Say what you want about Saddam Hussain, he did have an effective hold on state violence. Rather ironically, it was the loss of that stranglehold on the various factions and interlopers in the post-Baathist Iraq that led to many left-wing pro-Iraq war supporters revising their opinion on the war. The loss of life, regardless of your views on The Lancet study, has been appalling. The opinion of Kanan Makiya is but one example:
Last year, before the “surge,” Kanan Makiya was asked if, knowing what we now know, he would still have supported the invasion. Makiya, who had escaped Saddam’s regime, documenting its atrocities in his book Republic of Fear, still cannot bring himself to regret the fall of Saddam. But his reply to the question of regretting the invasion was as follows: “Bodies matter. I come from a tradition in the far left, back a long time ago in my life, where… bodies did not count. You know: the historical process, the victory for the working class. I would not make that argument any more. It is utterly repugnant to me.”

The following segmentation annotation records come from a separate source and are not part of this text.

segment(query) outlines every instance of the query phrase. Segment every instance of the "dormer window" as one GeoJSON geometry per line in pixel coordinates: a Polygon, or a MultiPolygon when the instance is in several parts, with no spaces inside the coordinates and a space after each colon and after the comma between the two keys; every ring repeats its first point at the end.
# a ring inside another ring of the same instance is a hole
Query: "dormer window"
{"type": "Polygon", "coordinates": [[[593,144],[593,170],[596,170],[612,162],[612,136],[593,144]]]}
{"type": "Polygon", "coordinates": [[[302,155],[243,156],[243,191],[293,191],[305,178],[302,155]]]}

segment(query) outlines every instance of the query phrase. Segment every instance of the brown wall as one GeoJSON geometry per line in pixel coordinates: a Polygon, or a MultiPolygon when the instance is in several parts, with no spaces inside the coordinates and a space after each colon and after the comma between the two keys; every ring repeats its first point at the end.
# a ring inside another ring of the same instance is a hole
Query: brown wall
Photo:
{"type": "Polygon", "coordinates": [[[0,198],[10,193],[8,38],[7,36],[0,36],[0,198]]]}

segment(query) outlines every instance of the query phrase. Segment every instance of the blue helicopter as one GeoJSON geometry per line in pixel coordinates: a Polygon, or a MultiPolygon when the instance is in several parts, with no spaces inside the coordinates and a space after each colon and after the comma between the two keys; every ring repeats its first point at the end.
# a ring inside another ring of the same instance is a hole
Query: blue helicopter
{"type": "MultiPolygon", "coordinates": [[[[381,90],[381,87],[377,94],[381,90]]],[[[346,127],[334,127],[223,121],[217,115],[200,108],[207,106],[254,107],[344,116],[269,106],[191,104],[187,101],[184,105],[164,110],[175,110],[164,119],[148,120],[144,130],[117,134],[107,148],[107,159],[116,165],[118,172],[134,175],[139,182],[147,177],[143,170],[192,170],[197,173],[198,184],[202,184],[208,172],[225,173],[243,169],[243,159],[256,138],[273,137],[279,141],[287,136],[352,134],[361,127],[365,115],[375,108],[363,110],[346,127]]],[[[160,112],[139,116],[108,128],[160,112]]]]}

Given that the loss of Iraqis lives, regardless of the group that killed them, is used as the chief argument that the war was wrong by long-term opponents of the Iraq war, it might be hoped that the restoration of a monopoly on state violence in the hands of the Iraqi government (as existed before) might be welcomed. Like the Israelis before them, whose IDF forces under Gurion had to fight for such a monopoly with the Irgun, the Iraqis under Maliki have decided enough is enough.
The prime minister laid down four conditions — that militia disarm, stop interfering in state affairs, stop running their own courts and hand over wanted fugitives — or face a military assault.
“To refuse these conditions means the continuation of the government’s efforts to disarm them by force,” Maliki said at a news conference inside Baghdad’s fortified Green Zone government and diplomatic compound.
“There is no alternative to these conditions. The alternative is the continuation of force and clashes until we reach the end, to get rid of the weapons and the gangs who are carrying weapons.”
The future of Iraq may be being signalled in Basra, where the imposition of Iraqi State forces seems to have created a rapid change in conditions.
Last week Haider Lefta took the boards off his shop hiring out musical instruments and session bands for parties, and dusted off a wooden “oud” — the traditional Arabic lute central to much Iraqi music.
The 26-year-old could scarcely contain his joy. He abandoned the business three years ago after Shi’ite Islamist militiamen bombed his shop, then threatened to kill him: music and parties were against Islam, the black-masked gunmen had said.
Back in March, the SWTC opposed the attacks on Basra (spotting the evil hand of Dick Cheney). However, on the basis of both the “Don’t attack Iraq because they are a sovereign country”, and the “The war was wrong because of the Hobbesian nightmare you have unleashed on the Iraqi people”, their opposition is intellectually inconsistent. Imposing Weber’s monopoly of force on Basra wasn’t pretty, and will be even less so in Sadr City. But then neither was Saddam’s Iraq, and that was something many were willing to put up with for many years to come.